TSandM:
"...Anyway, curious what people who actually do these sorts of dives think."
...there are two basic schools of thought - shoot a bag and drift, or use an upreel.
First, though, environmental characteristics. East cost wrecks lie on the continental shelf. This is different from the west coast, where there basically is no continental shelf. This means you can take a three hour boat ride and wind up 65-70 miles offshore, and be diving a wreck at depths between 130' and 240' or so.
Additionally, currents can be wicked strong. Also critically important is that weather changes can be relatively sudden and frequent. Winds can change direction, seas blow up in a short period of time, and the weather can rapidly turn snotty to include rain, mist, and fog on the heels of a beautiful sunny morning.
Also important, at 65-70 miles offshore you are diving in international shipping lanes. Big freighters can't see a diver drifting in the water at all, they can actually put dive boats themselves in jeopardy, and they can't turn worth crap - and that's if they see you at all. They can simply run you over and never even know it, and there's no way you can swim out of their path in dive gear if they've got you dead in their track.
All that being said, the key factor is if you miss the upline and you have a deco obligation, you can be in a world of hurt IF the weather has gone to hell on the surface while you've been down, IF its getting foggy or a storm is coming up, IF there are strong currents blowing you away from the dive boat, etc. Just blowing a bag and hanging under it for your full deco profile could conceivably have you out of sight of the dive boat by the time you surface. Swells are often 2-3 feet on most days, and if you add waves of 2-3 feet on top of the swells then people really need to be looking to see a diver 70 - 100 yards astern. IF the weather has gone to hell while you've been down and doing drift deco, and the captain has other divers at risk, he can't stay out forever looking for you and put everyone else at risk. You may be drifting for awhile.
(Dive boats on the east coast are not like dive boats in other locations- there are no (or few) "live" boats or 'drift deco' on the east coast. Charter boats anchor in on the wrecks and stay there...if you miss the upline, thats your issue. Don't miss it...)
But the important point is that while the dive boat may have trouble finding a diver adrift in fog 70 miles offshore, the dive boat can ALWAYS find the wreck - because the numbers to the wreck are programmed into the navigation system. So...if the diver can stay with the wreck, regardless of other considerations, then the dive boat will be able to find the diver.
This is why some east coast divers carry up-reels. These are reels of various sizes that carry some 250'-350' of stout nylon cord (or in some cases sissal or hemp cordage). If you miss the upline, you tie off to the wreck and then begin your ascent, slowly paying out the line on the upreel as you ascend. You still need to ascend under complete control, but instead of moving along an anchor line, you ascend holding a reel which is attached to the wreck. When you finish your deco and finally surface, you clip the reel off to your waist D-ring and inflate your surface marker bouys. The line to the wreck prevents you from drifting off into eternity some 70 miles offshore. It guarantees that the dive boat will be able to find you, because the dive boat will always be able to find the wreck.
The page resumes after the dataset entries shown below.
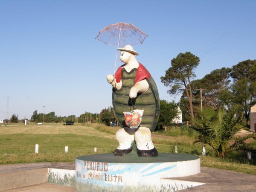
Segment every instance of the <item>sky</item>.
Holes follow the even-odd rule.
[[[0,119],[7,111],[30,119],[35,110],[79,116],[111,106],[106,76],[117,47],[95,37],[121,22],[148,35],[133,46],[137,59],[160,99],[178,101],[160,78],[180,53],[200,58],[195,79],[256,59],[256,7],[252,0],[0,0]]]

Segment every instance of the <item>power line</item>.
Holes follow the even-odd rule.
[[[202,99],[202,90],[206,90],[207,89],[202,89],[202,88],[200,88],[200,89],[195,89],[196,90],[200,90],[200,98],[201,98],[201,111],[203,111],[203,104],[202,101],[203,99]]]

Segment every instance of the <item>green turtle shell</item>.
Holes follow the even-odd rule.
[[[151,132],[157,126],[160,111],[160,101],[158,91],[152,77],[146,79],[149,87],[143,93],[138,93],[135,99],[130,98],[129,93],[134,81],[137,69],[134,68],[129,73],[124,68],[122,69],[121,88],[113,89],[112,99],[116,118],[122,128],[127,127],[125,122],[124,112],[128,112],[135,109],[143,109],[144,113],[140,127],[147,127]]]

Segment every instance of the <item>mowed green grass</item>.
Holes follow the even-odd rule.
[[[36,162],[74,162],[77,157],[113,153],[118,146],[115,134],[119,127],[99,124],[44,125],[0,126],[0,164]],[[192,137],[180,129],[154,132],[152,140],[159,153],[178,152],[198,155],[201,166],[222,169],[256,175],[256,155],[252,160],[246,154],[233,153],[228,158],[214,157],[206,146],[207,156],[201,155],[201,146],[193,144]],[[39,153],[35,153],[35,144]],[[66,146],[68,152],[65,153]],[[94,152],[94,148],[97,152]]]
[[[83,125],[0,126],[0,164],[75,162],[80,156],[113,152],[118,145],[115,135]]]

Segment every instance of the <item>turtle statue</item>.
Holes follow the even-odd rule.
[[[120,60],[125,64],[114,76],[107,76],[108,82],[113,86],[114,113],[121,127],[116,134],[119,145],[114,155],[124,156],[131,152],[135,140],[138,156],[157,156],[151,137],[160,110],[157,86],[149,72],[136,60],[135,55],[139,54],[132,46],[127,45],[118,50],[121,51]],[[136,109],[143,111],[141,122],[137,128],[129,127],[124,113],[127,116],[126,111]]]

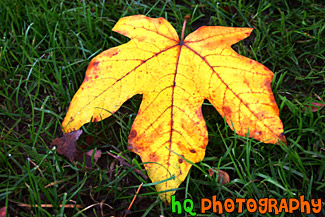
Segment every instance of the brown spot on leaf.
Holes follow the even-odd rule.
[[[130,135],[129,135],[129,139],[133,139],[134,137],[136,137],[137,136],[137,131],[136,130],[131,130],[131,132],[130,132]]]
[[[223,110],[223,112],[225,113],[225,114],[227,114],[227,115],[229,115],[229,114],[231,114],[231,108],[229,107],[229,106],[223,106],[222,107],[222,110]]]
[[[117,55],[118,53],[119,53],[118,49],[110,49],[106,53],[106,56],[108,56],[109,58],[112,58],[113,56]]]

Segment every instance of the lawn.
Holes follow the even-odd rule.
[[[89,62],[128,41],[112,28],[136,14],[164,17],[179,35],[185,15],[191,16],[185,35],[204,25],[254,28],[232,47],[275,74],[272,90],[287,146],[236,135],[205,101],[206,155],[175,199],[193,200],[198,216],[216,216],[212,209],[201,214],[201,198],[304,195],[320,198],[322,211],[264,216],[325,216],[325,8],[313,0],[0,1],[0,209],[8,216],[177,216],[159,199],[140,157],[128,151],[141,95],[82,127],[79,151],[102,152],[96,164],[92,156],[91,168],[51,146],[63,135],[61,123]],[[230,182],[210,176],[211,168],[229,174]],[[244,209],[222,216],[260,214]]]

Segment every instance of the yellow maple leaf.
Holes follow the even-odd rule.
[[[140,155],[157,191],[177,188],[191,164],[204,158],[208,132],[202,103],[208,99],[236,133],[263,142],[285,141],[271,90],[273,73],[236,53],[231,45],[251,28],[203,26],[179,40],[164,18],[120,19],[113,31],[131,38],[89,64],[84,82],[62,123],[66,132],[99,121],[122,103],[143,94],[129,135],[129,150]],[[170,201],[175,191],[159,194]]]

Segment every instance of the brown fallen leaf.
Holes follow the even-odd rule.
[[[55,146],[58,154],[67,157],[70,161],[73,161],[77,152],[76,141],[81,134],[82,130],[65,133],[62,137],[54,139],[51,143],[51,147]]]
[[[94,152],[94,149],[91,149],[86,154],[87,154],[87,156],[89,156],[91,158],[93,155],[93,152]],[[95,154],[94,154],[94,162],[96,163],[101,156],[102,156],[102,151],[96,150]]]
[[[212,168],[212,169],[209,168],[208,171],[209,171],[209,176],[213,176],[213,174],[215,172],[218,172],[218,182],[219,183],[222,183],[224,185],[224,184],[227,184],[228,182],[230,182],[230,177],[227,172],[225,172],[223,170],[217,171],[214,168]]]
[[[91,169],[91,157],[93,154],[93,149],[88,151],[87,153],[83,153],[79,151],[76,146],[76,141],[79,139],[82,134],[82,130],[72,131],[70,133],[63,134],[62,137],[56,138],[52,141],[51,147],[56,147],[56,151],[58,154],[67,157],[71,162],[77,161],[81,164],[85,161],[85,166],[88,170]],[[100,150],[96,150],[94,154],[94,162],[96,163],[98,159],[101,157],[102,152]]]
(The other option is of course to blow the bag, hang beneath it, and ascend on deco while you drift. If you have a scooter and can motor back to the boat upon surfacing, (assuming you can see the boat,) or there are other boats in the area who can pick you up, this works fine. But if luck goes against you, you'll wish you packed a lunch. You may be drifting for a long, long time....and there are accounts right here on ScubaBoard over the past three and four years of divers off the east coast who simply drifted away and were never seen again by the searchers. It happens. Not frequently, but one or two divers each season along the east coast either fail to surface, or are seen on the surface and then disappear, drift away, never to be found.)
So there is the debate...basically from a pro-upreel perspective.
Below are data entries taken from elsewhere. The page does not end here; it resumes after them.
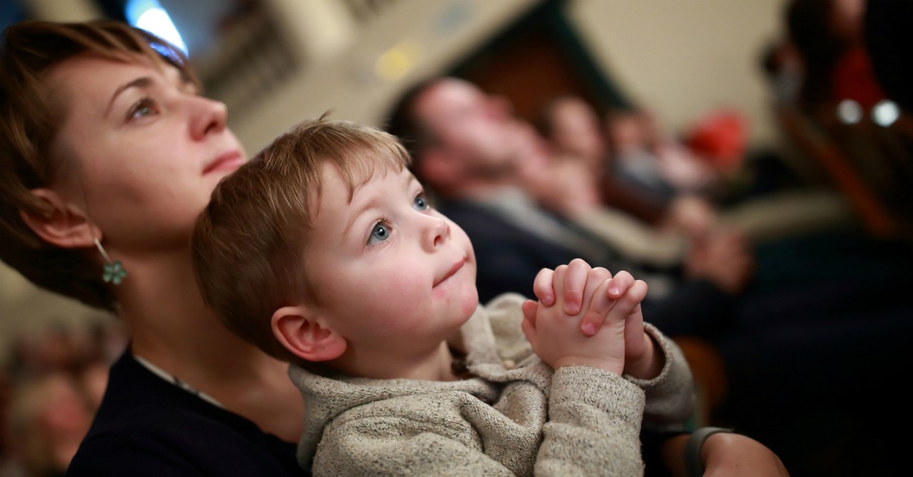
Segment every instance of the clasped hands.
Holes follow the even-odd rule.
[[[543,268],[533,282],[539,301],[523,303],[523,333],[532,350],[554,369],[590,366],[649,379],[663,355],[644,331],[641,302],[647,286],[628,272],[574,259]]]

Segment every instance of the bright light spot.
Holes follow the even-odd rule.
[[[395,81],[409,72],[415,63],[421,48],[413,42],[404,42],[384,51],[374,63],[374,74],[386,81]]]
[[[887,128],[900,118],[900,109],[894,101],[884,99],[872,108],[872,119],[878,126]]]
[[[837,105],[837,119],[844,124],[855,124],[862,119],[862,107],[853,99],[844,99]]]
[[[184,55],[188,54],[181,34],[157,0],[130,0],[124,10],[131,25],[155,34],[180,48]]]

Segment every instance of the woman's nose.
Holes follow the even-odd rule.
[[[188,99],[191,109],[190,134],[194,140],[220,132],[228,122],[228,109],[225,103],[203,97]]]

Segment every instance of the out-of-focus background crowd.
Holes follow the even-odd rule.
[[[897,323],[913,322],[913,301],[881,292],[896,290],[911,263],[913,150],[906,140],[913,130],[872,69],[863,41],[865,0],[0,5],[0,27],[26,19],[111,17],[180,42],[206,94],[228,105],[229,126],[249,153],[294,122],[326,110],[335,119],[383,126],[390,104],[415,81],[465,78],[502,97],[511,113],[536,125],[555,150],[614,163],[624,186],[615,191],[624,193],[607,200],[644,227],[655,227],[649,236],[656,241],[613,239],[614,246],[638,259],[675,260],[668,257],[683,246],[669,239],[669,224],[651,212],[651,203],[700,197],[697,205],[683,201],[677,211],[687,234],[689,226],[704,226],[705,207],[723,211],[776,196],[776,207],[750,211],[737,223],[751,229],[759,244],[784,236],[819,241],[813,244],[833,254],[807,263],[822,275],[870,273],[875,281],[886,280],[884,287],[869,284],[878,293],[861,296],[872,302],[854,304],[866,310],[853,325],[869,331],[881,327],[883,335],[854,335],[844,320],[839,329],[845,332],[836,336],[822,319],[793,330],[795,336],[758,343],[813,351],[832,338],[870,339],[879,359],[872,367],[881,368],[871,376],[867,368],[846,376],[846,387],[895,396],[884,399],[886,406],[897,402],[895,384],[876,381],[894,372],[902,378],[905,364],[892,362],[893,342],[882,347],[883,337],[899,339],[910,330]],[[573,180],[554,171],[556,181]],[[567,197],[556,198],[556,208],[572,208],[561,201]],[[855,254],[862,247],[866,254]],[[891,264],[890,256],[872,258],[869,248],[901,250],[903,256]],[[801,263],[802,257],[791,257],[792,250],[778,249],[778,264]],[[115,317],[36,289],[0,264],[0,476],[63,473],[98,407],[107,368],[128,336]],[[702,393],[703,423],[735,423],[770,445],[795,475],[855,469],[847,467],[852,451],[875,452],[863,459],[866,465],[901,452],[899,445],[855,448],[857,441],[846,434],[870,422],[857,415],[876,415],[873,419],[885,424],[876,428],[877,434],[888,424],[908,422],[901,416],[908,410],[866,407],[877,399],[859,408],[848,399],[828,407],[827,399],[805,393],[815,386],[816,377],[808,374],[773,378],[768,382],[776,389],[759,394],[761,381],[771,378],[764,373],[780,368],[755,366],[752,359],[760,355],[750,347],[730,344],[737,349],[727,351],[699,340],[680,344]],[[820,368],[824,374],[840,371],[826,363]],[[792,424],[797,428],[789,429]],[[871,475],[894,475],[891,462],[866,469]]]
I've no idea what decision-making went through this guy's mind, but if it were me and I had a decision to make regarding whether to conduct a slow ascent and hope I was not a mile or two down-current when I surfaced, or surface closer to the boat and hope they saw me, that would be one hell of a decision. I'm assuming that the 'reel failure' being alluded to was the failure of his upreel - which put him squarely in that position. Looks like he concluded "we can fix bent, but we can't fix 'lost at sea'", and gambled on coming up with ommitted deco to make it back to the boat.
He chose poorly. On the other hand, (not knowing if the weather had changed topside or not,) he could have drifted down-current, surfaced two miles from the boat in fine condition, and never been seen again. Its sort of damned if you do and damned if you don't, given those specific circumstances, in the absence of some means of attaching yourself to the wreck.